Post-Processing Technique for Speech Recognition

【作者】 吴斌

【导师】 郭军;

【作者基本信息】 北京邮电大学 , 信号与信息处理, 2008, 博士

【摘要】 普通话大词汇量连续语音识别的研究已经进行了十多年,虽已取得了显著进展,但距离广泛应用还有相当的距离。语音识别后处理是将前处理所得到的音节流转换为汉字流的过程。研究发现,语音识别系统的后处理对提高系统性能具有十分重要的意义。人类听觉实验表明,人只能听清连续语音流中70%的音节,剩余的30%是靠上下文知识来猜测理解的。
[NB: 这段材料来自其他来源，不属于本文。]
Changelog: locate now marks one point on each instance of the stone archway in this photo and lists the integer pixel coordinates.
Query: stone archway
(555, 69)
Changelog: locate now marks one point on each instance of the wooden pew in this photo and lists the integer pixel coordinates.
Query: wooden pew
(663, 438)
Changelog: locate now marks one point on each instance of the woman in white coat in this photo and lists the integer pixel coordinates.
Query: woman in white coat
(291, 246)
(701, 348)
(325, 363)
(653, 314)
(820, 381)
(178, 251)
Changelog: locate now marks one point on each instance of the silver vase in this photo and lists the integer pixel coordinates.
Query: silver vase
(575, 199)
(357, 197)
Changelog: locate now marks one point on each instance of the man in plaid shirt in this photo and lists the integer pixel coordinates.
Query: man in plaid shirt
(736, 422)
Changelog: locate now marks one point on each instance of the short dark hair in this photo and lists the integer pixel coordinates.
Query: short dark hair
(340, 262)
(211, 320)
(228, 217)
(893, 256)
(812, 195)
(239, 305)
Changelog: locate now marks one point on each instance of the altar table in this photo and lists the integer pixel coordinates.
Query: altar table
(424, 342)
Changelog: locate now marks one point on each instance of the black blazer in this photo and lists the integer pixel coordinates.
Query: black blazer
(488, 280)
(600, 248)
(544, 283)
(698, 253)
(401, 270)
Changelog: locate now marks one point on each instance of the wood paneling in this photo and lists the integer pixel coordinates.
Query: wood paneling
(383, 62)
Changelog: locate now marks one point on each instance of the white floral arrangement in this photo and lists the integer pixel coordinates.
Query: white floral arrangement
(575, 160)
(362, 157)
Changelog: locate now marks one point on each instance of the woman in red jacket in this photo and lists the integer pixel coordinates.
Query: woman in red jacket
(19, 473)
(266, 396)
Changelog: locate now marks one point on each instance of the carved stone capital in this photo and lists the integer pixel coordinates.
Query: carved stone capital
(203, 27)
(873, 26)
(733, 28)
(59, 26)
因此,语音识别后处理受到了广泛的关注,得到了越来越深入的研究。本文主要对普通话大词汇量连续语音识别后处理中的语言模型自适应、解码策略、错误处理等问题进行了研究,主要工作与创新包括以下几个方面:1.汉语混淆网络算法首先研究了最小贝叶斯风险解码准则以及基于最小贝叶斯解码准则进行最小字错误率解码的若干方法,例如:基于N-best lists的方法、基于word lattice的方法等。在此基础上,考虑到汉语语言的特点,提出一种构造汉语词混淆网络的算法,对于汉语词格(wordlattice)中的长弧,在强制对齐时根据其发音特点快速有效地加入null弧。实验表明改进的构造汉语词混淆网络进行解码的方法与MAP(Maximum a posterior)解码、先前的各种错误率最小化算法相比,有效地降低了普通话大词汇量连续语音识别词错误率。汉语中一个词一般由1—4个汉字组成,由不同数目汉字组成的词的发音时间长短差别比较大,造成构造的汉语词混淆网络中包含了大量的null弧。本文提出一种构造汉字混淆网络来获取具有最小字错误率的识别结果假设的方法,这种算法显著地减少了构造的汉字混淆网络中的null弧的数目。实验结果表明这种构造汉字混淆网络进行解码的方法有效降低了识别结果的字错误率。2.解码结果的错误检测与纠正研究在普通话大词汇量连续语音识别中,识别结果出错的现象和原因非常复杂。本文首先分析了一些常见的普通话大词汇量连续语音识别结果中的错误及其出现的原因。在此基础上,采用基于转换的学习方法从混淆网络中学习纠错规则,实验表明应用这些纠错规则能够有效降低识别结果的词错误率。考虑到汉语语言的复杂性以及用于错误纠正规则学习的训练语料集有限,不能覆盖所有的错误现象,本文使用统计的方法进行错误的检测与纠正。具体地,本文提出一种基于支撑向量机SVM(SupportVector Machines)进行错误检测与纠正的框架,首先使用SVM对识别结果假设字串中的每个字进行分类,判断其正确性;接下来对于分类为错误的字基于汉语字混淆网络构造候选字序列,对候选字序列重新打分,选择最高得分的字串作为错误纠正的结果。实验结果表明这种方法能够有效地检测出识别结果中的错误并进行纠正,降低了字错误率。3.语音识别中的区分性语言模型研究语言模型自适应是根据不断变化的应用环境,调整语言模型中各种现象出现的概率,以适应不同应用环境的特征。本文将Boosting、Perceptron以及最小化样本风险三种算法用于训练语音识别系统中的N-Gram语言模型,使其对特定领域具有自适应能力。实验结果表明使用这三种算法训练的N-Gram语言模型降低了特定领域的语音识别结果的词错误率。其中Perceptron算法训练的N-Gram语言模型的领域自适应能力最好。所以本文在通用领域的语音识别中,将输入的语音与识别输出的汉语词混淆网络作为训练样本,使用Perceptron算法训练区分性语言模型,并用这种语言模型对汉语词混淆网络重新打分。实验结果表明这种方法有效地降低了识别结果的词错误率。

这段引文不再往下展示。